Hordes of Salopians took advantage of the weather and descended on the West Mid Showground in Shrewsbury for the agricultural showpiece on Saturday.
The main arena hosted entertainment, while there was a comprehensive array of livestock classes, hundreds of exhibitors, children's entertainment and live music.
Among those in attendance was Shrewsbury mayor Elisabeth Roberts, who was elected earlier this month.
She said: "I've been to a few stalls but I haven't got much further because I'm talking to everybody! It's amazing. It's lovely to see so many out, whether they're from Shrewsbury or further afield. Amazing to see businesses starting to take in some more funds.
"It's been lovely to talk to everybody. People have been really enthusiastic and excited to be here.
"To see people out enjoying themselves and being back together again has been amazing."
Horticulturalist Margaret Thrower, daughter of the gardener Percy Thrower - one of Shrewsbury's most famous sons - was the president for the 2022 show.
"I have been absolutely privileged. I've been driven round in a buggy - I felt quite royal! It's an excellent way of seeing the show and we've covered a lot of ground.
"There's a real buzz around. Things are coming back after the closure. We've seen the trade stands. We've seen the young farmers and I have to say, the young farmers are absolutely outstanding. It's lovely to see an organisation like that that still continues and still works hard."
Margaret was following in the footsteps of her father, who was president of the show in 1985.
Livestock classes on show included heavy horses, in-hand and ridden hunter, veteran horses, Shetland ponies, children’s pony fancy dress and a qualifier for shire horses for this year’s Horse of the Year Show.
There was also a wide selection of food and drink, art, clothing and other items available.
A flypast of a Second World War Hurricane took place, and there was music from Shrewsbury Male Voice Choir, the Wirral Pipe Band, Taiko Drummers, an opera singer and a ukulele band.
Other attractions include mountain bikers, medieval jousting with the Knights of Nottingham, a display featuring sheep, dogs and ducks, Ridgeside Falconry, as well as an outdoor gym.
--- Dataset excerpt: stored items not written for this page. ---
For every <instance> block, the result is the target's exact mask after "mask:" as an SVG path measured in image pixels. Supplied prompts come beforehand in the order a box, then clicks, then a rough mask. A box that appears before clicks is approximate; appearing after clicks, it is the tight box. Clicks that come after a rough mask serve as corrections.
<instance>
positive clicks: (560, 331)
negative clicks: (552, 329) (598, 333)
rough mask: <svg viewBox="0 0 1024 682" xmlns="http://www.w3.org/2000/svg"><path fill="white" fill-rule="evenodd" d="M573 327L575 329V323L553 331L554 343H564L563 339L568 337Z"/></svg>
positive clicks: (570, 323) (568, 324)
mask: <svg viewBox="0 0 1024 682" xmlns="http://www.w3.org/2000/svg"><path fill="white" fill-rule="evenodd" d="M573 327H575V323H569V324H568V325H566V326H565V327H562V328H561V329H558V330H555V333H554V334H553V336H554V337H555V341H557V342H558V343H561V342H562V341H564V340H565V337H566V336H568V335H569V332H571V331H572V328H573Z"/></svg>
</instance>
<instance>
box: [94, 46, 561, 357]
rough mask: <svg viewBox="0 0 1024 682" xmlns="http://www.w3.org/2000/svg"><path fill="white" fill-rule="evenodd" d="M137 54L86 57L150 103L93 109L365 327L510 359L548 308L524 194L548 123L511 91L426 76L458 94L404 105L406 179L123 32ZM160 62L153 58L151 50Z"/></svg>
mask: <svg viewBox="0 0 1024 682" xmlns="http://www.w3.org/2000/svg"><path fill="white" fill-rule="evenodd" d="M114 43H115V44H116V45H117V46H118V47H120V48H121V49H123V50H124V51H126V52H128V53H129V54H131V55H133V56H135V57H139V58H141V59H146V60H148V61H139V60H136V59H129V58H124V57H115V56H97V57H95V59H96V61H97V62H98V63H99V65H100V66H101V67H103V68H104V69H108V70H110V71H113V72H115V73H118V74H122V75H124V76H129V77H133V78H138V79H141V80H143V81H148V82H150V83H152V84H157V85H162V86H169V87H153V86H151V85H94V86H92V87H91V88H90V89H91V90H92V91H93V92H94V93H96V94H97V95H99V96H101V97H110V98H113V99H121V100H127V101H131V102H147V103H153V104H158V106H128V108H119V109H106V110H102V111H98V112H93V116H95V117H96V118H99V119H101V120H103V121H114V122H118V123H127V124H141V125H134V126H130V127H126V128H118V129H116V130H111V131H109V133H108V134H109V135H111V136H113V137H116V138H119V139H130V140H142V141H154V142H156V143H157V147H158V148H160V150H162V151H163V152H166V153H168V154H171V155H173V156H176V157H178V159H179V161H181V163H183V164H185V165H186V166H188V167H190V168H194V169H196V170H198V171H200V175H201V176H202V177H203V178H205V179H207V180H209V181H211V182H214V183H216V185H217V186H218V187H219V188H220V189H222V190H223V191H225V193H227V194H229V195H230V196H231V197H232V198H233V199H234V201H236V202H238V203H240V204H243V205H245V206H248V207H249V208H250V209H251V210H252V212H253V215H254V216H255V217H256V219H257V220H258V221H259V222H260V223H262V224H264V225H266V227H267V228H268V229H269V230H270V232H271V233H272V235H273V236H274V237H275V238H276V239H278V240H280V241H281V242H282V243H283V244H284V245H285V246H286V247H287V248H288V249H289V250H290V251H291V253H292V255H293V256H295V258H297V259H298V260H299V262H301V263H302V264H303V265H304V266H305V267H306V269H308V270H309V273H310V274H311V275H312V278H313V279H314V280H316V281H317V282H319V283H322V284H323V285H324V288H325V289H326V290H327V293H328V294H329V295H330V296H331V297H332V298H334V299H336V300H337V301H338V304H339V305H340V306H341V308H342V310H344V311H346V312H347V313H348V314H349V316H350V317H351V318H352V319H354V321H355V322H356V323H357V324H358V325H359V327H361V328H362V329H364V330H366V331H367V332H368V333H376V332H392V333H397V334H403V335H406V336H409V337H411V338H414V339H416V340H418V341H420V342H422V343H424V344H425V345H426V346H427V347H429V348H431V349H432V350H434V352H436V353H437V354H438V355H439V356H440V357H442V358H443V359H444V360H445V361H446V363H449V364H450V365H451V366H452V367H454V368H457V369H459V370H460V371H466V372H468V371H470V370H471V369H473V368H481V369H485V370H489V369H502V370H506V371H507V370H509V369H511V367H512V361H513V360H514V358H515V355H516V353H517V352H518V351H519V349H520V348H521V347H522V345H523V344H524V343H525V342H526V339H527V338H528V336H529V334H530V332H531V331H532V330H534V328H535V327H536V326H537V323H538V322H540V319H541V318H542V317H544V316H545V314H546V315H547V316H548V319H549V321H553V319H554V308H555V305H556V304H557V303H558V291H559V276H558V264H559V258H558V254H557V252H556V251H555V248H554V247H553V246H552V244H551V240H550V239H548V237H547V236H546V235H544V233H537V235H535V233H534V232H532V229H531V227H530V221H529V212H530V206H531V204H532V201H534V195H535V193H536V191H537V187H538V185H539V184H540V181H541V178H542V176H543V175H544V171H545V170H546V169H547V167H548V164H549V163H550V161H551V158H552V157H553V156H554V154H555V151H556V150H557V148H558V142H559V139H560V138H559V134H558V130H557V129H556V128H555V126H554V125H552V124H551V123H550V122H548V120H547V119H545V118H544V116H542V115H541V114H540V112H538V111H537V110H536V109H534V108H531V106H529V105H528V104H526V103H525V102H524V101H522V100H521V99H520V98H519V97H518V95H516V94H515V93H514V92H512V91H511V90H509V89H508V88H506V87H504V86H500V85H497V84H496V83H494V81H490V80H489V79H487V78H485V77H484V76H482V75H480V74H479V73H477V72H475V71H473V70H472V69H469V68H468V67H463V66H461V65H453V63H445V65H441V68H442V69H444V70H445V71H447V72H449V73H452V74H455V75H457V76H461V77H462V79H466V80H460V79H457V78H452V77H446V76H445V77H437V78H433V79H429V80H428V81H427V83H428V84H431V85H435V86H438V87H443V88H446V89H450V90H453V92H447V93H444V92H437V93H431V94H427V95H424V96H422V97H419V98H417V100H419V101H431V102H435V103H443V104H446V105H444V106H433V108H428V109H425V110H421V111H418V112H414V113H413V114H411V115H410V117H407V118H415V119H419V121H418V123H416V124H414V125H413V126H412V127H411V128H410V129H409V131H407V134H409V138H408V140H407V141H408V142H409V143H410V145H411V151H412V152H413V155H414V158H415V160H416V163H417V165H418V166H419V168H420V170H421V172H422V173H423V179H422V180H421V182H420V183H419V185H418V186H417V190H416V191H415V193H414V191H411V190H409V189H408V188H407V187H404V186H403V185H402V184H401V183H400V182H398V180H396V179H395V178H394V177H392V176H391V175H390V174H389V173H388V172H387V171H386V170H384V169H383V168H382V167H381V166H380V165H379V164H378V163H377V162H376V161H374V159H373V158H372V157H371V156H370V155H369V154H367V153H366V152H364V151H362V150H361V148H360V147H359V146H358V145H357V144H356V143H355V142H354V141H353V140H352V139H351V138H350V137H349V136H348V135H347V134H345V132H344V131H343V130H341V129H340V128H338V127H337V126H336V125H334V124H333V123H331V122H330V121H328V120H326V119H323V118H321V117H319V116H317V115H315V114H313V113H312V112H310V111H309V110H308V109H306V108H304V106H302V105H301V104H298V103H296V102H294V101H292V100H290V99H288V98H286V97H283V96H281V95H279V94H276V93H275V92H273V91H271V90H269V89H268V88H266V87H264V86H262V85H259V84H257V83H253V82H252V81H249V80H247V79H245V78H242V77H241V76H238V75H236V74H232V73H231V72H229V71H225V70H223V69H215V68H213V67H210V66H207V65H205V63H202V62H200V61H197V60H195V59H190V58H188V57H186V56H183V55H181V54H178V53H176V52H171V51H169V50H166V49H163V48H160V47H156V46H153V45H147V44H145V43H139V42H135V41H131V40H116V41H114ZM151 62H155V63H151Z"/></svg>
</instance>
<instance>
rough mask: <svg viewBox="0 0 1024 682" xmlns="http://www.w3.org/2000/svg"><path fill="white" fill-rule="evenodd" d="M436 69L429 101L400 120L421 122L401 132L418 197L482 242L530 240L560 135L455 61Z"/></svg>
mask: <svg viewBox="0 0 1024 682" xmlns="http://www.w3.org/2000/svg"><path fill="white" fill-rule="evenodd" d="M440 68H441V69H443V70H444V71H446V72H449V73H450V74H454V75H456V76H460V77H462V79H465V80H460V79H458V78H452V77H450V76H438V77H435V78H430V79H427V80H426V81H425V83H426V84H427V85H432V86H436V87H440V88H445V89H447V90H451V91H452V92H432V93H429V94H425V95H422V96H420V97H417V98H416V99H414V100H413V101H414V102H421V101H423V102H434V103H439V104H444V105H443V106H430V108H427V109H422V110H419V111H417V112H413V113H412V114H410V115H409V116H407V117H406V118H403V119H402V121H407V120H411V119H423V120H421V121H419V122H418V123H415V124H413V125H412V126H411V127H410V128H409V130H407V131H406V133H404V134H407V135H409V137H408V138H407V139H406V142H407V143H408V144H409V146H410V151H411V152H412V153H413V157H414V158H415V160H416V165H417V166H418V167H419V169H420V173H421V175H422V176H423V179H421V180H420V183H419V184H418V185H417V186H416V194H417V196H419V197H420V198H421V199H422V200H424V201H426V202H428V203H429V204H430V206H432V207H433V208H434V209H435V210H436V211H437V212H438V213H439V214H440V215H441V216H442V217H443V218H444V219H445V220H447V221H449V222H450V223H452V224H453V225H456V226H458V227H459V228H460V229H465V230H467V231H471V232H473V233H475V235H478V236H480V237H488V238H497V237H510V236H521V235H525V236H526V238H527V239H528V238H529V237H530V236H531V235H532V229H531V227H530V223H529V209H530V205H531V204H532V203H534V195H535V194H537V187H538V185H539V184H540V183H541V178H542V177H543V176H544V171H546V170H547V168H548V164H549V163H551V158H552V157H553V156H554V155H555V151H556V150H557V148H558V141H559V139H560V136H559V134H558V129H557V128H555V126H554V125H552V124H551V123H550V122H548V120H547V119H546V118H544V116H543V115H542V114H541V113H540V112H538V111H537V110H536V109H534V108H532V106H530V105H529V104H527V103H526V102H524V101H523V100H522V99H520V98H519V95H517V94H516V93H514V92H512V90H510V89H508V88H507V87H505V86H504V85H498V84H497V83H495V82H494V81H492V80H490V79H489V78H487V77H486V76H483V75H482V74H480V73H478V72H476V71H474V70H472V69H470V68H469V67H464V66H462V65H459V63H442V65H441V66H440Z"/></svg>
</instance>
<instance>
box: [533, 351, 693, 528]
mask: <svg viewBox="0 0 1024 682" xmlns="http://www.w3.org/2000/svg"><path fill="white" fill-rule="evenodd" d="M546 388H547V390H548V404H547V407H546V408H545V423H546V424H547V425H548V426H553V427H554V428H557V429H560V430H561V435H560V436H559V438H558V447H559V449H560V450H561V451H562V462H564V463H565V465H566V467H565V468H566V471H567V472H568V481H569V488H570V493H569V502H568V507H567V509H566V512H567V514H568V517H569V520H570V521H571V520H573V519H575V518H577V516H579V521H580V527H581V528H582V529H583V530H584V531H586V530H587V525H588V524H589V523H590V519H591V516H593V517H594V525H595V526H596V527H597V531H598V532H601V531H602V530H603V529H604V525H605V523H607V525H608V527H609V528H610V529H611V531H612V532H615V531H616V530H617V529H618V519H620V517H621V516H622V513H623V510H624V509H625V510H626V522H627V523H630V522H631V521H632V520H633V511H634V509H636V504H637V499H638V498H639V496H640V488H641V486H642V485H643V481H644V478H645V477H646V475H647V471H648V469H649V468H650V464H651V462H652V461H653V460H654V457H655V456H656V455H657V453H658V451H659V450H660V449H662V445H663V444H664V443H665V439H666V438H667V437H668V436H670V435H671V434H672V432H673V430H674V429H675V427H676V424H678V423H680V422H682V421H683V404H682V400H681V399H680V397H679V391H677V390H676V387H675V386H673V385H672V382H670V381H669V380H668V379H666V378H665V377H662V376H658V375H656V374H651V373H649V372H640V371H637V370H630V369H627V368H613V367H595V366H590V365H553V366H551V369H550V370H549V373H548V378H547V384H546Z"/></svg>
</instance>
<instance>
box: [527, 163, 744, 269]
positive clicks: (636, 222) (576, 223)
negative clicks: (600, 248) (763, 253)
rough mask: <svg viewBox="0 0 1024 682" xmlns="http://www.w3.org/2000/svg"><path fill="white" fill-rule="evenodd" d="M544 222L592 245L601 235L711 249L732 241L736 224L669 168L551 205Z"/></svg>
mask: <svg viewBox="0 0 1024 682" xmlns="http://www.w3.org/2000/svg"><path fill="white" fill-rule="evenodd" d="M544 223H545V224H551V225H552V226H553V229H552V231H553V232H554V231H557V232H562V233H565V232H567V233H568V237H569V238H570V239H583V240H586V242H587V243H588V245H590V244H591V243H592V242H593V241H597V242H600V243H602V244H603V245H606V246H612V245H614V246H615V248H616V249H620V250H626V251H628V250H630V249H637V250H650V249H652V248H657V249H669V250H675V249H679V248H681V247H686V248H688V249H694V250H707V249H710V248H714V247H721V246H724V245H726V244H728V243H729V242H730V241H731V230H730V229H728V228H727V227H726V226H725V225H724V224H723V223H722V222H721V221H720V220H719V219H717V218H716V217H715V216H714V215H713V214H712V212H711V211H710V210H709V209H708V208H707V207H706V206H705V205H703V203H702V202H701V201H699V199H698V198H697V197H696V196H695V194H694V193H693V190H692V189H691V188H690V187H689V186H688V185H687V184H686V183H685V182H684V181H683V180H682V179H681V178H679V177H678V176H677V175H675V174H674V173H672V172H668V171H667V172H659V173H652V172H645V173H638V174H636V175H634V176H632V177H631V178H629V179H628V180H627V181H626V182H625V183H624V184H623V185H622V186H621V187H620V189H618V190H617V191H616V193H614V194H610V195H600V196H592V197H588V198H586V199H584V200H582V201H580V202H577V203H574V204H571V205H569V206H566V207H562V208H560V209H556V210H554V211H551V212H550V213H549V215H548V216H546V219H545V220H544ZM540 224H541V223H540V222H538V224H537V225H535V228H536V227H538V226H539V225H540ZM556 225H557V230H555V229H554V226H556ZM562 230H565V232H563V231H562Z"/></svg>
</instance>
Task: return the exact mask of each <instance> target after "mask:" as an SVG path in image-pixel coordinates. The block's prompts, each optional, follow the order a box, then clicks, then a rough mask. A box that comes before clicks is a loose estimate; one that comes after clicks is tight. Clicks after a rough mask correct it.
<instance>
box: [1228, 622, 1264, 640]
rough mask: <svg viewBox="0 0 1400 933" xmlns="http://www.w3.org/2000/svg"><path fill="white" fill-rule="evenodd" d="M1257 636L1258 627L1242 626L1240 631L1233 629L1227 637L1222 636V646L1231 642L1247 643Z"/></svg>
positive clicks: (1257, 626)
Children aged eight and over were able to try canoeing, and the kids' zone featured face painting, a juggler, wildlife show, monster truck ride and a magician.
Lance Jackson, chairman of the trustees of the West Mid Showground felt the day went very well.
"The people we've spoken to have been very positive and enjoying the event," he said. "It takes months and months of preparation and a lot of hard work by a comparatively small team of people. But it's worked out really well and we're really pleased with the show we've got and the turn out.
"We've been here since this time last week setting up. You can see for yourself, the amount of people walking up and down and looking at the exhibits is very encouraging."